Penang State Planning Committee Legalises Factory Operations In Residential Zone

Landed houses and shop-houses in residential zones are supposed to be safeguarded from encroachment by industrial activities of any kind by Sec. 27(2) of the Town and Country Planning Act 1976 (the Act). However, the sanctity of residential zones in Penang is now at the mercy of the whims and fancies of the Development Planning Department (DPD) of the Majlis Bandaraya Pulau Pinang (MBPP) and the State Planning Committee (SPC).

Not only did the SPC secretly approve the conversion of Bukit Relau or “Bukit Botak” from hill reserve land to residential, but it has also just as surreptitiously approved the conversion of the landed shop-houses in Desa Jelita, Permatang Damar Laut, Batu Maung, from residential to industrial.

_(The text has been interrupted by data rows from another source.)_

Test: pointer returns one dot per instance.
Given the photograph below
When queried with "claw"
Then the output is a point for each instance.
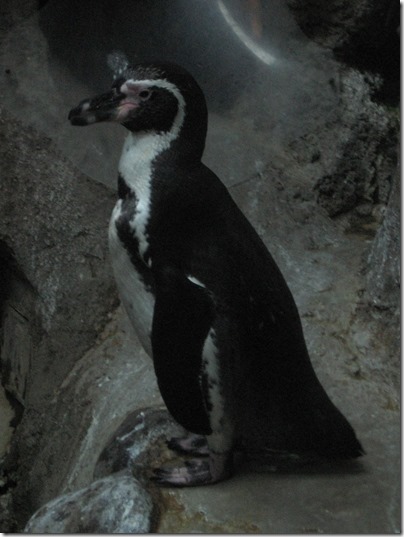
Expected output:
(194, 444)
(196, 472)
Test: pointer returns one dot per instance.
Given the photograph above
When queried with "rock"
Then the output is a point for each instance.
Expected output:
(115, 504)
(367, 148)
(138, 443)
(383, 278)
(53, 248)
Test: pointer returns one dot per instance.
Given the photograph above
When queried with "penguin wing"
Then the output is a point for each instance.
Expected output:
(183, 315)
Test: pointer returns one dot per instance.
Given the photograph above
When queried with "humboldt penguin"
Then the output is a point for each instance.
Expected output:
(205, 296)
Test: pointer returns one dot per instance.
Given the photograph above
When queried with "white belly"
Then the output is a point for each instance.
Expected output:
(137, 300)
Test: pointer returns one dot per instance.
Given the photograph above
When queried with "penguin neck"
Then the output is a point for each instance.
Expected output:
(143, 152)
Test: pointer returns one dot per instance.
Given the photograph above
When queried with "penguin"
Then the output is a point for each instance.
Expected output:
(205, 296)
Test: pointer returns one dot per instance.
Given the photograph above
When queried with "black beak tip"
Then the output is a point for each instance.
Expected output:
(76, 117)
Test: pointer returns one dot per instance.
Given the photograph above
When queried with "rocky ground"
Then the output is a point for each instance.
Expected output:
(308, 147)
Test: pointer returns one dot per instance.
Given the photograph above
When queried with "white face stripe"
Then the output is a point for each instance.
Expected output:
(164, 84)
(139, 151)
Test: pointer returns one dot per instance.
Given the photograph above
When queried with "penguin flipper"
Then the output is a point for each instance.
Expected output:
(183, 315)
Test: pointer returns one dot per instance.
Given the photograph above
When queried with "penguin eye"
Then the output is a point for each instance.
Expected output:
(145, 94)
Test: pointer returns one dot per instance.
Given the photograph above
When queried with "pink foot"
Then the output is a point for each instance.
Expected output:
(194, 444)
(196, 472)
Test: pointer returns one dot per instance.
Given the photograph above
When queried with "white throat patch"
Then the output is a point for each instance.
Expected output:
(139, 151)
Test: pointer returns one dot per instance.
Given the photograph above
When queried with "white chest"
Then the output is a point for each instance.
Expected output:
(136, 296)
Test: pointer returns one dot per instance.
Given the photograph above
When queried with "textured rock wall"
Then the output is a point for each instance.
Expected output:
(53, 224)
(319, 181)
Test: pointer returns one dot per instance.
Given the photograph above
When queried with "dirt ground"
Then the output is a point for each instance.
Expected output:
(308, 154)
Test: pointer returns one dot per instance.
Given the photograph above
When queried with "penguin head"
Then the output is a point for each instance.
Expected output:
(152, 97)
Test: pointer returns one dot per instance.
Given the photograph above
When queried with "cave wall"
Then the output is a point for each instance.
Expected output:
(54, 220)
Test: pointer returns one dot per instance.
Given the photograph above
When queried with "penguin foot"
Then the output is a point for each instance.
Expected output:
(194, 444)
(196, 472)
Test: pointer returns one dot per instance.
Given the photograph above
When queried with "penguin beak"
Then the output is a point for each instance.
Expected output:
(111, 106)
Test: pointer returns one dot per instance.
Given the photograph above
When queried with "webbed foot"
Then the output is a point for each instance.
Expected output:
(195, 472)
(194, 444)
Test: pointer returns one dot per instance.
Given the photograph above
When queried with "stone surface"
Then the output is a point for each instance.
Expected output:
(138, 444)
(275, 132)
(115, 504)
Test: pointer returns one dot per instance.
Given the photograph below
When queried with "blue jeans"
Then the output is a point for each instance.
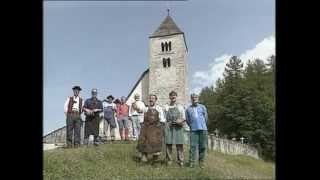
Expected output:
(136, 125)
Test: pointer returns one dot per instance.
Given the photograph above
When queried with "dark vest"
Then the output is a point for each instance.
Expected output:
(71, 102)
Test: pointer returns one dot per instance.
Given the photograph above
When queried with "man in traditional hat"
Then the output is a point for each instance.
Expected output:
(92, 108)
(73, 109)
(136, 115)
(151, 137)
(197, 119)
(122, 117)
(174, 131)
(109, 111)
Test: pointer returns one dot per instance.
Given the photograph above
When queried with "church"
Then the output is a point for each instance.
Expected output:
(167, 66)
(167, 72)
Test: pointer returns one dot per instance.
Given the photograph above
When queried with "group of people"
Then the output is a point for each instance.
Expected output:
(113, 113)
(153, 125)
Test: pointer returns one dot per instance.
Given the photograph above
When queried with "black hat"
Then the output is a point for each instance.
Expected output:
(110, 96)
(77, 87)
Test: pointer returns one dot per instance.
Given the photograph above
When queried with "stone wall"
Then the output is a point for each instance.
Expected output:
(163, 80)
(231, 147)
(142, 88)
(57, 136)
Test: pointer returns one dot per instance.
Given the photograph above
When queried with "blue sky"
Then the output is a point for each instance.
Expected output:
(104, 44)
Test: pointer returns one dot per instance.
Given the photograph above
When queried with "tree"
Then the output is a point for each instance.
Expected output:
(243, 103)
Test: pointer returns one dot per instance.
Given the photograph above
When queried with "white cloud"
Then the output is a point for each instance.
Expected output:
(201, 79)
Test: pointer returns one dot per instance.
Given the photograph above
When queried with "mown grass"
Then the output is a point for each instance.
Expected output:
(117, 161)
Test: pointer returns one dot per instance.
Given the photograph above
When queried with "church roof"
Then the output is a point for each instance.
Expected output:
(167, 27)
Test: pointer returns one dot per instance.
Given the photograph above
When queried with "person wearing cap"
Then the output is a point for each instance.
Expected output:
(122, 117)
(174, 131)
(136, 115)
(197, 119)
(92, 109)
(151, 138)
(73, 109)
(109, 111)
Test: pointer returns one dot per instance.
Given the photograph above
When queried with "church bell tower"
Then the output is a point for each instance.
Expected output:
(168, 62)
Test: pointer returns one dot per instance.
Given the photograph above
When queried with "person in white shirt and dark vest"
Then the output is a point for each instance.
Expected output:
(92, 109)
(136, 111)
(174, 131)
(109, 111)
(151, 136)
(73, 109)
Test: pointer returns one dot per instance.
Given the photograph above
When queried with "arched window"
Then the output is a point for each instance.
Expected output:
(164, 61)
(168, 62)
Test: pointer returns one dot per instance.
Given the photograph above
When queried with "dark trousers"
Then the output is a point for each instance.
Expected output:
(198, 139)
(179, 148)
(92, 126)
(73, 129)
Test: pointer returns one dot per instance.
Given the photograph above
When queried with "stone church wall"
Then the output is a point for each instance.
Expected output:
(163, 80)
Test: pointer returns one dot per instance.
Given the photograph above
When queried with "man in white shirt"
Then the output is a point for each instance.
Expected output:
(136, 115)
(151, 137)
(109, 110)
(73, 109)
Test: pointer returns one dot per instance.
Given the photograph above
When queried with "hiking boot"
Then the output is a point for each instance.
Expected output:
(169, 163)
(144, 158)
(191, 165)
(201, 165)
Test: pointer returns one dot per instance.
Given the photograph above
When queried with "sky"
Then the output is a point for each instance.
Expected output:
(105, 44)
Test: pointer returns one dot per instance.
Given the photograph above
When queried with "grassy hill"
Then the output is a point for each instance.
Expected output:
(117, 161)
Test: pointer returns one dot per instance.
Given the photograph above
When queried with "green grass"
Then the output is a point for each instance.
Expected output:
(117, 161)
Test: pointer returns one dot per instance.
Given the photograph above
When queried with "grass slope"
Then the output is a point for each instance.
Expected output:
(117, 161)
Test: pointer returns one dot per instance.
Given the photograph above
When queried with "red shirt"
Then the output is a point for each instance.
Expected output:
(122, 110)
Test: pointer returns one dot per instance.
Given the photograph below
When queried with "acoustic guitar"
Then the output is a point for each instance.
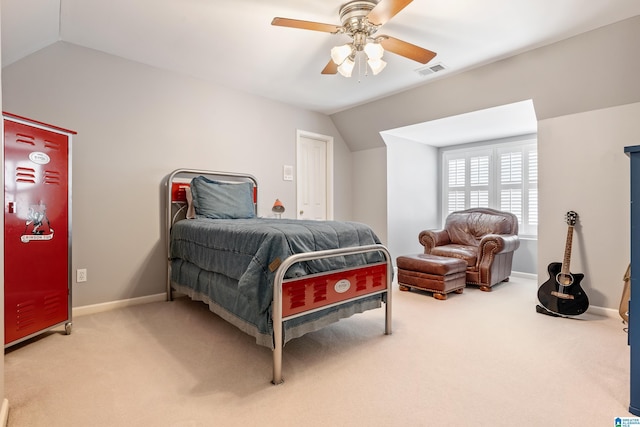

This was done on 14-6-2012 when the SPC confirmed its decision of 14 May 2012 (Bil. 4/2012) to convert the shop-houses in Desa Jelita, Permatang Damar Laut, Batu Maung from residential/ commercial to industrial. The conversion was based on a “Garis Panduan” or guideline prepared for this conversion exercise by the DPD, contrary to the law that industrial activities are prohibited from operating in residential zones.

In February 2010 a complaint was made to the then MPPP about illegal industries in the shop-houses after we had been assured by the MPPP that it is illegal for industries to operate in residential zones, and that no exceptions are given to any industries. At first we were told the MPPP had started collecting evidence to prosecute them. Then we were told it was difficult to obtain evidence as difficulties were encountered getting access into the factories. When we asked what other action would the MPPP take, it went into silent mode.

In October 2012, we got information through the Public Complaints Bureau that the SPC had on 14-6-2012 approved the “Garis Panduan” for the conversion of the shop-houses into industries which was prepared by the DPD.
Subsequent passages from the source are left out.